Clover is the common name for plants of the genus Trifolium which, broken down in Latin, means three (tri) leaf (folium). It consists of 300 species of flowering plants in the legume or Fabaceace family.

Trifolium repens, or white or Dutch clover, is probably the most common in urban and regional areas. It has white or soft-pink flowers and the leaves boast distinctive markings. Red clover is also common; it’s similar in appearance to Dutch clover but its flowers are red and it has no markings on its leaves.

This edible weed is found in lawns and other open areas as a type of low ground cover, usually about 15 centimetres high. It tends to be dense, lush and dark green, pushing out other weeds and grasses.

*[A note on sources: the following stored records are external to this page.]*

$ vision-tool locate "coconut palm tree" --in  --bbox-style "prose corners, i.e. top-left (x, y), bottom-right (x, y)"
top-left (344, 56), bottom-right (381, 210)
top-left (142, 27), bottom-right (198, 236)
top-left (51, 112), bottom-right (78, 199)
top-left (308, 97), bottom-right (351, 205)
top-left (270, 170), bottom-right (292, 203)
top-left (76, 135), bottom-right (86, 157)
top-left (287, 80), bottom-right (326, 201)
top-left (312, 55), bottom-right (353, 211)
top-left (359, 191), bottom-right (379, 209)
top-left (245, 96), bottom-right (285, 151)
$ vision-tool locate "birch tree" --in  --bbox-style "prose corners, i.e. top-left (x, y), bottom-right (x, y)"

A common symbol associated with Ireland, the shamrock – or three-lobed clover – found a place in members of the ancient Celtic culture’s hearts due to their belief of the mystic powers of the number three. According to legend, St Patrick used a shamrock to illustrate the Holy Trinity. But it wasn’t until the Irish Rebellion three centuries later, the wearing of shamrocks and green-coloured clothing became a national symbol.

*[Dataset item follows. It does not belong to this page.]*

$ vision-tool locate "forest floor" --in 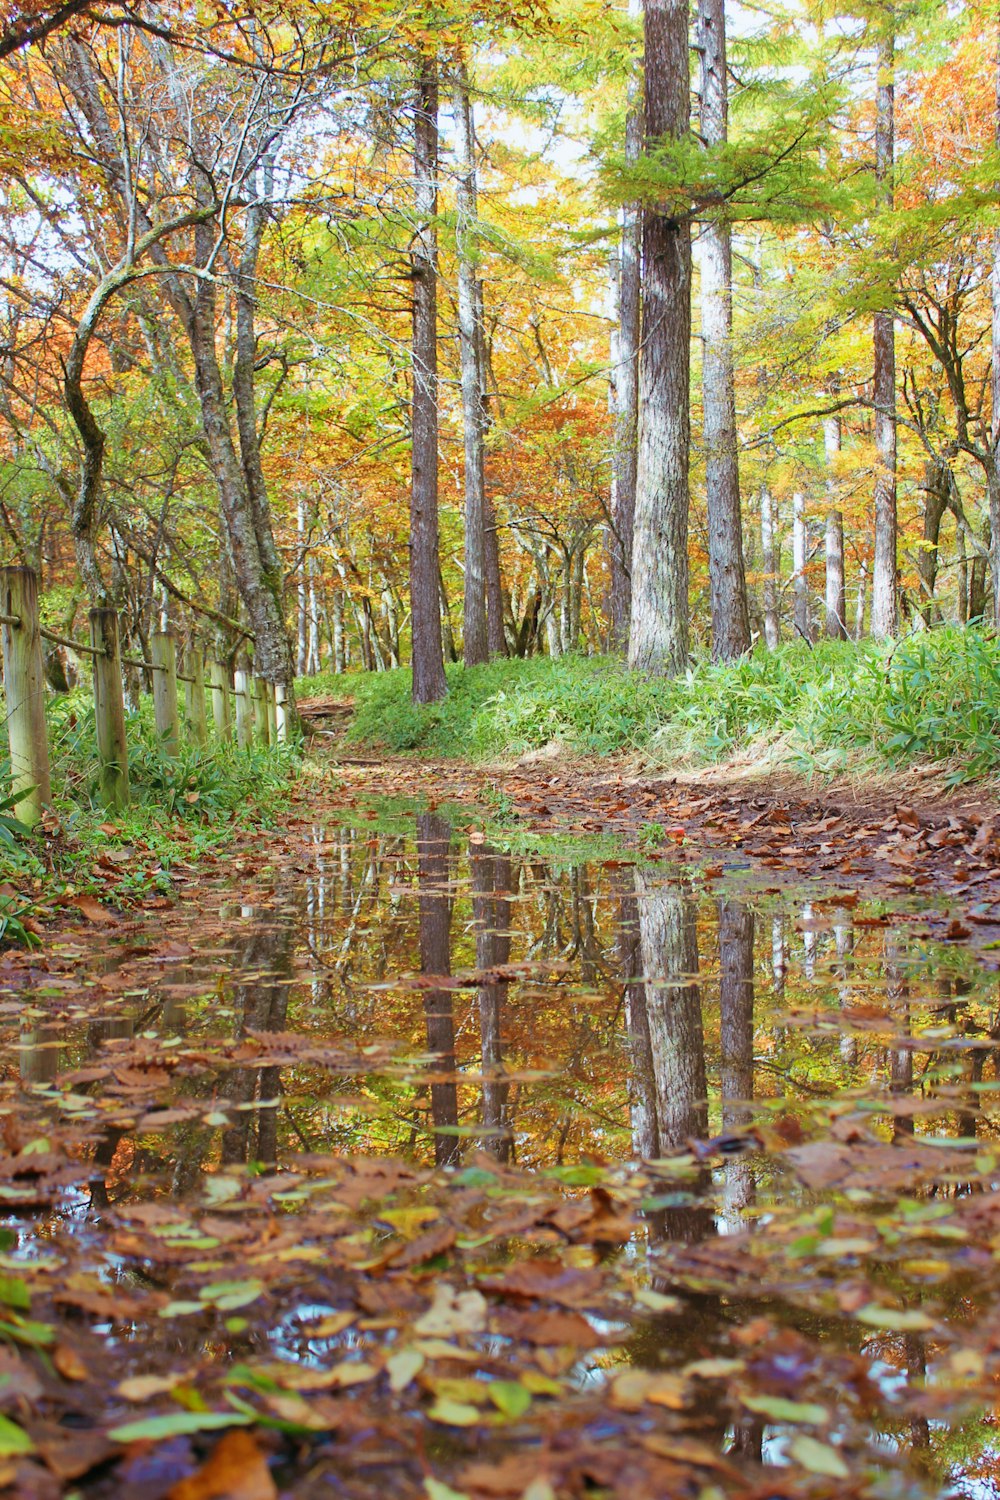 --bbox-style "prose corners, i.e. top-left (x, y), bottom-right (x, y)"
top-left (4, 708), bottom-right (1000, 1498)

The shamrock, which means ‘summer plant’ in Gaelic, is thought to refer specifically to white clover which typically produces three-lobed leaves. Very occasionally white clover will grow four lobes on a single stem and their rarity led many to associate spotting one to be a sign of good luck. Still today, the Irish idiom ‘to be in clover’ is used to describe someone living a carefree, comfortable and prosperous life.

By Yang Chao

Culinary Uses

Consider this edible weed as a dark-green vegetable with similar nutritional benefits as spinach. The leaves and flowers are more commonly eaten, although the roots are also edible. Both the leaves and flowers can be eaten raw, cooked or dried for teas. The leaves and blossoms are high in many vitamins and minerals, though they are particularly high in iron and vitamin C.

White clover infusion

1 cup white clover blossoms
1 L water
1 tbsp honey

Place the blossoms in a heatproof vessel and cover with boiling water. Allow to steep for at least 30 minutes or up to four hours for a strong infusion. Strain the blossoms and add honey to taste. Consume hot, or chill in fridge for a refreshing and therapeutic drink.

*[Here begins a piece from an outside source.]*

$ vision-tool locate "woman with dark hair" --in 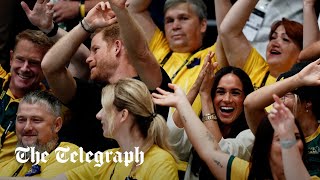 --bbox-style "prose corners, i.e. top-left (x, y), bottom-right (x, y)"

The leaves can be steamed or boiled and they don’t have any of the bitterness often associated with other greens like spinach, dandelion leaves or mustard greens. In fact, clover leaves are slightly more fleshy and have a mild, almost sweet flavour profile.

Clover leaves can be cooked with onion, garlic or various spices, or simply wilted in butter and eaten with just a little salt and pepper. The fresh leaves and flowers, which both have that subtle sweet flavour, can be added to salads. Clover is far more nutritionally dense than many more commonly eaten leafy greens, which makes it a really worthwhile inclusion in your diet.